Pancreatic Disease

Pancreatitis is inflammation of the pancreas, a gland that produces the hormone insulin and secretes digestive enzymes. Insulin is passed into the blood to aid in the utilization of sugars. The enzymes are passed into the first part of the small intestine for the digestion of fats, carbohydrates and proteins. The development of pancreatic disease has been associated with several factors, including obesity, poor nutrition, trauma, tumors, and obstruction of the bile or pancreatic ducts. Bacterial infections are not a primary cause, but can complicate pancreatitis once it has occurred.

Pancreatic Disease in dogs

Pancreatitis can be acute or chronic. The cause of pancreatitis often remains unknown. Episodes of pancreatitis can range from mild to severe, where patients may exhibit many signs from mild lethargy to multiple organ failure or death. 1 Common signs of acute pancreatitis may include:

  • Severe abdominal pain. The dog will be reluctant to move and will stand with an arched back and tensed abdomen.
  • Vomiting may occur some hours after eating, rather than immediately, which is more diagnostic of acute pancreatitis.
  • Diarrhea
  • Dehydration
  • Depression, collapse and shock

Common signs of chronic pancreatitis may include:

  • Increased thirst and excessive urination
  • Bulky, fatty, foul-smelling gray stool, particularly after a high-fat meal
  • Weight loss
  • Occasional vomiting, flatulence, and other signs of digestive upsets.
  • Poor general condition, particularly of the skin and coat.
  • Signs of diabetes mellitus in progressive cases.

Diagnosis is made based on the history, clinical signs, physical examination, and confirmed by laboratory tests on the blood, urine, and feces and ultrasonographic (US) changes.
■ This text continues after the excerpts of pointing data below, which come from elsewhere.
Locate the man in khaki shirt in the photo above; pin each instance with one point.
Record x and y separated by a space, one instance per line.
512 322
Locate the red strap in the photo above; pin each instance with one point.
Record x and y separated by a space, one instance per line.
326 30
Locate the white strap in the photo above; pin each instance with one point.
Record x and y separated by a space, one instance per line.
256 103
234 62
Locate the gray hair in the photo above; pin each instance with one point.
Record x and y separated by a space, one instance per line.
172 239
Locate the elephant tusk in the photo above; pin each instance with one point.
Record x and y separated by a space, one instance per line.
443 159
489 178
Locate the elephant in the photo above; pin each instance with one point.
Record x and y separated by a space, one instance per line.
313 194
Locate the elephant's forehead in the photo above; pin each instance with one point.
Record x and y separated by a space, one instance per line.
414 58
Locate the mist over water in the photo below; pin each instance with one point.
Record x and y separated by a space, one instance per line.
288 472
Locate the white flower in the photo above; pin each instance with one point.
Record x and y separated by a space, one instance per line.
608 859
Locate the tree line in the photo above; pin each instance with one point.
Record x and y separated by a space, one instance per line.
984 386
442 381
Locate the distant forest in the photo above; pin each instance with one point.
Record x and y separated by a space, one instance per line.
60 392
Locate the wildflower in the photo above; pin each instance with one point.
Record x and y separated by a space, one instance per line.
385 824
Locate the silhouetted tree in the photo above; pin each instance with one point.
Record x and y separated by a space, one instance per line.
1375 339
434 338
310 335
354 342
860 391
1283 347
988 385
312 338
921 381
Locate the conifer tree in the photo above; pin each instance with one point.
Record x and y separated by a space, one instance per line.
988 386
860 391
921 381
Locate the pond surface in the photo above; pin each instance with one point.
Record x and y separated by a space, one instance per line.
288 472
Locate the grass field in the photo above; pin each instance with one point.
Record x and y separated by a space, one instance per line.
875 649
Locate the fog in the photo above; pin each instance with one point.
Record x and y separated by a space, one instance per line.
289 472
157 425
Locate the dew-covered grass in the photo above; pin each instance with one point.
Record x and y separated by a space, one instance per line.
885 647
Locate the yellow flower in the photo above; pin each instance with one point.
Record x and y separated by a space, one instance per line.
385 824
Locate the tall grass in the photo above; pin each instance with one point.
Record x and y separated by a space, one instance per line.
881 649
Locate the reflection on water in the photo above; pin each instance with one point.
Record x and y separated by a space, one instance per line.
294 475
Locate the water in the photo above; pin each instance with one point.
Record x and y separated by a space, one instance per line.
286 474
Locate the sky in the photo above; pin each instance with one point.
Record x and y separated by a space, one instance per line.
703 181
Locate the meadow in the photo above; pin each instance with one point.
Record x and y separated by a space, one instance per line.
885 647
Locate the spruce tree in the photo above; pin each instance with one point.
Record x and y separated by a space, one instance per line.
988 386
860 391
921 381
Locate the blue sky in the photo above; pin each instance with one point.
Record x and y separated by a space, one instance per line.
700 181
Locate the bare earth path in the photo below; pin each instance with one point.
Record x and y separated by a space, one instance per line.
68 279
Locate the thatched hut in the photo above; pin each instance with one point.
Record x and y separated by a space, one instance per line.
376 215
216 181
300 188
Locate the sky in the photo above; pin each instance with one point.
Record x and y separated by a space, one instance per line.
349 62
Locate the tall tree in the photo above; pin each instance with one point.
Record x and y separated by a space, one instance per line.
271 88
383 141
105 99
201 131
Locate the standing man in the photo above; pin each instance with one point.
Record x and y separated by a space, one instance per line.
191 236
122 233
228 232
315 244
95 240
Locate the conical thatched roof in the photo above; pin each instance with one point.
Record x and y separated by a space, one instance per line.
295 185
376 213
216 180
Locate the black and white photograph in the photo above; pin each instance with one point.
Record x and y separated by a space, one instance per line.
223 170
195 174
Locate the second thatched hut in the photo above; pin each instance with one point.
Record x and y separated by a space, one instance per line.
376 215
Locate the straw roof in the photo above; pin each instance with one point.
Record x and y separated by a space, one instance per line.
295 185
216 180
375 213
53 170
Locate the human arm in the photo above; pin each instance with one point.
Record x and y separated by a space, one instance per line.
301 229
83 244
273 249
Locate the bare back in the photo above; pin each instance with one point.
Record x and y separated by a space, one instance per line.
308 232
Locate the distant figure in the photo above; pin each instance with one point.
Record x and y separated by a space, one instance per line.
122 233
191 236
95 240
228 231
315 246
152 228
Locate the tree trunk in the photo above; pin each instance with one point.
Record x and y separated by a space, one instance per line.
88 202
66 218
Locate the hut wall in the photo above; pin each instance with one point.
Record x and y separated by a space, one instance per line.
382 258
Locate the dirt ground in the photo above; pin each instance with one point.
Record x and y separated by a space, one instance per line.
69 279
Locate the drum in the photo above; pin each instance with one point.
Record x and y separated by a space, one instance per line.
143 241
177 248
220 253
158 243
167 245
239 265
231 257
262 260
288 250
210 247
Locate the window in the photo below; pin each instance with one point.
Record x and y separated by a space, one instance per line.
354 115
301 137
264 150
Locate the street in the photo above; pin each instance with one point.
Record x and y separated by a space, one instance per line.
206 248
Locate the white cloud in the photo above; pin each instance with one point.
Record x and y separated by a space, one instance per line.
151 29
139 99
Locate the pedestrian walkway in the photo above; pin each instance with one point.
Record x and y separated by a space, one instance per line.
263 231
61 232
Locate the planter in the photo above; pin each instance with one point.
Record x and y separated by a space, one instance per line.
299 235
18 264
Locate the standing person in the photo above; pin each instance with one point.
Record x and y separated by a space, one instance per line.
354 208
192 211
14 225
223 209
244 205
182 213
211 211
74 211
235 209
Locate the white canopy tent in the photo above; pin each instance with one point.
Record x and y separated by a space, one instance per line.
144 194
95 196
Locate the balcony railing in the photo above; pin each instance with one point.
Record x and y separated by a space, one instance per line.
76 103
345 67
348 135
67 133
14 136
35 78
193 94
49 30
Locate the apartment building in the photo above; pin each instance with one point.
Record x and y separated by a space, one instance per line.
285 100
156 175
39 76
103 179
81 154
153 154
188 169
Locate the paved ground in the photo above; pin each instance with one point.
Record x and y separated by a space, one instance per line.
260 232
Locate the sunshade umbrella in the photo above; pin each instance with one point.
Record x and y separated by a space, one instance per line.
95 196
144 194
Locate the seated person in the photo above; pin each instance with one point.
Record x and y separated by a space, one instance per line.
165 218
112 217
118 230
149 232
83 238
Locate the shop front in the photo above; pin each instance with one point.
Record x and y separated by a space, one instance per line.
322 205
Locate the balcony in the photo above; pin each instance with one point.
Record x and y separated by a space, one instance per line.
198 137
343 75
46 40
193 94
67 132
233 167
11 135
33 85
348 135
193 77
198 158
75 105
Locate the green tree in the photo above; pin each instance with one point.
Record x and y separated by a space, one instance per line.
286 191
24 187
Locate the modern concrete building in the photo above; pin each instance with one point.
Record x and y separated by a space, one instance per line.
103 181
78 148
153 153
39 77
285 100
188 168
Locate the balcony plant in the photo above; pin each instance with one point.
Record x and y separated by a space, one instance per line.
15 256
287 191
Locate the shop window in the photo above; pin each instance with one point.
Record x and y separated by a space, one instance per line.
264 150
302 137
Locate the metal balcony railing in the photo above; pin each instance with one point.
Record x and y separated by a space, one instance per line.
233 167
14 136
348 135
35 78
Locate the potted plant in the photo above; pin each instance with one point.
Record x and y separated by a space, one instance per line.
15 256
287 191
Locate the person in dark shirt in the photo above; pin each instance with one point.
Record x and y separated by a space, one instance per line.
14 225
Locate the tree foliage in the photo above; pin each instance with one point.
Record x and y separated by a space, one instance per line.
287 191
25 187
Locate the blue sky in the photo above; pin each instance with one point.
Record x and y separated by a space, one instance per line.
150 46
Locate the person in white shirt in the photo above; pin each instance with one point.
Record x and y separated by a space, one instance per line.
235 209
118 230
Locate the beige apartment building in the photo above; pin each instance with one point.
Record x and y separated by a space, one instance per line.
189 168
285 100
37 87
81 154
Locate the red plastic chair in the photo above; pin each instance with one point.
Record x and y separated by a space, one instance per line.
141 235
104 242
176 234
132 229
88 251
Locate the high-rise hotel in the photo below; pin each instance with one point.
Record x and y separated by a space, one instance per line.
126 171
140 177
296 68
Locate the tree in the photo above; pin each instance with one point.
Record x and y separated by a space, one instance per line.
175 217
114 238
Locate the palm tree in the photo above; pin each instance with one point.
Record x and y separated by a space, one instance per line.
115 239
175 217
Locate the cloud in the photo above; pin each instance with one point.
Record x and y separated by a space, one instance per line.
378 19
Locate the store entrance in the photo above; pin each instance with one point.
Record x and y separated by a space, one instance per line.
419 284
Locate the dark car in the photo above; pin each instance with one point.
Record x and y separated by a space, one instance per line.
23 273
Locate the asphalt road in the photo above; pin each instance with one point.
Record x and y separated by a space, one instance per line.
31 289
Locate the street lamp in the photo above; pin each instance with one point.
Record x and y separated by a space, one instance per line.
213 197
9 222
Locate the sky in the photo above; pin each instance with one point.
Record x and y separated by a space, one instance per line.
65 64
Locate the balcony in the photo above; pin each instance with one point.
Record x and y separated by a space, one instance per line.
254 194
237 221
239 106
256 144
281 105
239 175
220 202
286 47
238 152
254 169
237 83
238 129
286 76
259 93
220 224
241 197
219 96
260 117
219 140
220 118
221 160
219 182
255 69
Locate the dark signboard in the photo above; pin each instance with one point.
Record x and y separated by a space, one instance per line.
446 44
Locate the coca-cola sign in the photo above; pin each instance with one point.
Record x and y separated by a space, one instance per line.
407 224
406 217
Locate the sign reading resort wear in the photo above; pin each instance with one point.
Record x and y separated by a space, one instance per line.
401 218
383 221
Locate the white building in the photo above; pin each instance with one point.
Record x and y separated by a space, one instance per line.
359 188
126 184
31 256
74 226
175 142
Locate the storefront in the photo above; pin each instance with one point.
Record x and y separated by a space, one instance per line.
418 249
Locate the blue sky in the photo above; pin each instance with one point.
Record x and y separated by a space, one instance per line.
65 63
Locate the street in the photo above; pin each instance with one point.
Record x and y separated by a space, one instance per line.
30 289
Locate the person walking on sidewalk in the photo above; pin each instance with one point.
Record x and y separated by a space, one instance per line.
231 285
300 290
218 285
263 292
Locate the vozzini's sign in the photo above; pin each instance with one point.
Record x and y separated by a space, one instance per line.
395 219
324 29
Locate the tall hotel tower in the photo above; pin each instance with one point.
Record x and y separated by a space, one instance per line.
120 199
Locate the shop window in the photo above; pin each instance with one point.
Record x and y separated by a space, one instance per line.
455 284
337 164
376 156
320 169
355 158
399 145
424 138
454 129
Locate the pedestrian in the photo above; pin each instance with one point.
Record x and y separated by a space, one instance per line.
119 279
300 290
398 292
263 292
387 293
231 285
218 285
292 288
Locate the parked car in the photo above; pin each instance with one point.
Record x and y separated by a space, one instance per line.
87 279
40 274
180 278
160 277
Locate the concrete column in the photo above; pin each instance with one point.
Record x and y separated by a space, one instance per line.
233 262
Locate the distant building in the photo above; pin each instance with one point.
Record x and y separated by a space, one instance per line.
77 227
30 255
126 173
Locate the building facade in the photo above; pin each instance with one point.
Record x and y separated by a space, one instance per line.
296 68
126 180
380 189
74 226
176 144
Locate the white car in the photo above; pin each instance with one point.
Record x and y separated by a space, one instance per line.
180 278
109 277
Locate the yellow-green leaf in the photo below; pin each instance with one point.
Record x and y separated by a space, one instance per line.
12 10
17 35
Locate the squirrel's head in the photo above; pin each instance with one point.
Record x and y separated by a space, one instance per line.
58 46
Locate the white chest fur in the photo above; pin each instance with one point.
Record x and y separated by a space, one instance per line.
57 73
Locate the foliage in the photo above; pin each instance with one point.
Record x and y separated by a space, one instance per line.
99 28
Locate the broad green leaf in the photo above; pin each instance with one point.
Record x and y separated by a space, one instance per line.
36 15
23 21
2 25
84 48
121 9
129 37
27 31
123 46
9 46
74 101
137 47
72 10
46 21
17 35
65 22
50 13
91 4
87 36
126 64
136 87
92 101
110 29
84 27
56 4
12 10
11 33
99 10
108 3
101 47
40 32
While Computed tomography (CT) is highly accurate for diagnosing pancreatitis in humans, there are, however, inherent limitations in relying on laboratory and ultrasound findings for the clinical diagnosis of pancreatitis in dogs because normal pancreas of 93/101 dogs were found to have histological evidence of acute or chronic pancreatitis when histologic sections were taken every 2 cm throughout the organ under sedation. Clinical signs include anorexia, vomiting, weakness, diarrhea, and abdominal pain, but these signs are not specific for pancreatitis. CT angiography under sedation may represent a rapid and valid means of confirming pancreatitis in dogs when compared to abdominal ultrasonography.3

Acute pancreatitis needs emergency treatment. Antibiotics and pain-relief drugs will also be necessary. No food can be given by mouth, so intravenous fluids and feeding will be part of treatment. However, although fasting is recommended to give the organ a respite, it has more recently been shown that appropriate nutritional therapy is critical to support healing. It is, therefore, generally not advisable to withhold nutrition beyond 2 to 3 days, including the length of time the dog may have been anorexic.1 Some cases will require surgical intervention if this will reverse the cause.

The prognosis is generally not good for acute pancreatitis, although up to 5% of affected dogs can be saved with early treatment. Animals that recover from acute pancreatitis may continue to have flare-ups throughout their lives. Some cases tend to recur and become chronic, and require careful watching for signs and feeding of special diet available from veterinarians. In cases of chronic form of the disease, pancreatic extracts and vitamins will also be part of treatment and are often needed for the rest of the dog's life. In either the acute or chronic disease, dogs are at risk of developing diabetes mellitus, and exocrine pancreatic insufficiency.2


  1. Acute pancreatitis attributed to dietary indiscretion in a female mixed breed canine
  2. Christopher Norkus (editor). Veterinary Technician's Manual for Small Animal Emergency and Critical Care
  3. Computed Tomographic Angiography under Sedation in the Diagnosis of Suspected Canine Pancreatitis: A Pilot Study A.M. Adrian, D.C. Twedt, S.L. Kraft, and A.J. Marolfcorresponding author. 2015 Jan-Feb; 29(1): 97–103.